Harassment is defined as improper conduct by an individual, that is directed at and offensive to another individual in the workplace, including at any event or any location related to work, and that the individual knew or ought reasonably to have known would cause offence or harm. Each of the above elements must be present to establish harassment.
Criteria to Prove Harassment
Harassment is serious. To substantiate harassment allegations, it must be demonstrated that, according to the balance of probability:
The harasser displayed an improper and offensive conduct including objectionable acts, comments or displays, or acts of intimidation or threats, or acts, comments or displays. Offensive conduct can take many different forms, including the use of ethnic slurs or racist jokes, the demand for sexual favors, or the mimicking of an individual with a disability for the purposes of ridicule.
The behaviour was directed at the person being harassed.
The person being harassed was offended or harmed, including the feeling of being demeaned, belittled, personally humiliated or embarrassed, intimidated or threatened. In order for the offensive behavior to count as harassment, it must be unwelcome.
The harasser knew or reasonably ought to have known that such behaviour would cause offence or harm. If you find a particular behaviour offensive, humiliating or intimidating, then it is harassment, if you told the harasser that the behaviour was unwelcome and unacceptable. It doesn’t matter how the harasser or anyone else perceives the behaviour.
The behaviour occurred in the workplace or at any location or any event related to work, including while on travel status, at a conference where attendance is sponsored by the employer, at employer sponsored training activities/information sessions and at employer sponsored events, including social events.
There was a series of incidents or one severe incident which had a lasting impact on the individual. Note that in the case of sexual harassment particularly, a single incident may be viewed to be more significant in circumstances when your relationship at work is one where the employer has influence or power over you with regard to career advancement, performance review, day to day management of activities, work assignments and the carrying out of progressive disciplinary measures.
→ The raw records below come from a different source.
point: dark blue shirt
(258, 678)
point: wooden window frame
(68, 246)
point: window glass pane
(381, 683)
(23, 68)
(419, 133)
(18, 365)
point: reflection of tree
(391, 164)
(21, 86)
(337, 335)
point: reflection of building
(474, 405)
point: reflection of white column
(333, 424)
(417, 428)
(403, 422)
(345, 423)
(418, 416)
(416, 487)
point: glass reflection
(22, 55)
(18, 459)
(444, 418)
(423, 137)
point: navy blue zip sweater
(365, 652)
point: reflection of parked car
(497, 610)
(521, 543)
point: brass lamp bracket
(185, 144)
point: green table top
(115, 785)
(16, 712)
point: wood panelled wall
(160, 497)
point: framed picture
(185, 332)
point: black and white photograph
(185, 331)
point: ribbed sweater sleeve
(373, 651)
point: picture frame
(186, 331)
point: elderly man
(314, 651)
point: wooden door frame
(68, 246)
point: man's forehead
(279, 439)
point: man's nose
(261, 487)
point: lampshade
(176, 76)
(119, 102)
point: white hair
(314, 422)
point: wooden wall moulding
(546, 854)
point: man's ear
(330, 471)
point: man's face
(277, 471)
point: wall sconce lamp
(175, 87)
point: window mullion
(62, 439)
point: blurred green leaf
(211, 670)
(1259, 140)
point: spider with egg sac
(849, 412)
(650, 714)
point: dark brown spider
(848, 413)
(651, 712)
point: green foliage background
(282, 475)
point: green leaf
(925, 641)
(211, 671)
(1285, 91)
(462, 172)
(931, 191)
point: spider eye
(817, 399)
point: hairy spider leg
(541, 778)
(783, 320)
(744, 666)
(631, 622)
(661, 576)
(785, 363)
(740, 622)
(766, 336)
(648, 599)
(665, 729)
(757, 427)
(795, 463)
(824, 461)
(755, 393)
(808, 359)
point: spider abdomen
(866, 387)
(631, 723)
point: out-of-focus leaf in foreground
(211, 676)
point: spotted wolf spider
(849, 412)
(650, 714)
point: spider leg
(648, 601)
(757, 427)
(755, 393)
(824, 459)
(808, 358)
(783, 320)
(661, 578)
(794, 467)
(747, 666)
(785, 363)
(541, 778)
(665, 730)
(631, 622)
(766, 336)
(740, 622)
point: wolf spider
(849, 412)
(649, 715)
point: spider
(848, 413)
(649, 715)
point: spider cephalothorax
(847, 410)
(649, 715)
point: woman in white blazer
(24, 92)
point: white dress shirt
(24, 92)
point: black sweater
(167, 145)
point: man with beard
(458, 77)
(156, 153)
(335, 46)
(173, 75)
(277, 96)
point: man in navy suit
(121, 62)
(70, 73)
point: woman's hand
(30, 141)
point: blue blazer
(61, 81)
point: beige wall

The series of incidents or one severe incident must be serious enough to affect your ability to work. The behavior must be proven to be severe enough that the behavior affected an individual’s work. This can mean either that explicit demands were made (sexual favors for promotion, for instance) or simply a feeling that your job could be affected (regular racist jokes that suggest a person of color is not welcome at work and may lose their job).
In order to make a finding of harassment, each of the above elements must be present. If even one of these elements cannot be proven, there will not likely be a finding of harassment.
In addition, if it is a claim of harassment and discrimination under the Human Rights Code, the series of incidents or one severe incident being complained about MUST be related to harassment and discrimination because of race, ancestry, place of origin, colour, ethnic origin, citizenship, creed, sexual orientation, gender identity, gender expression, age, record of offences, marital status, family status or disability.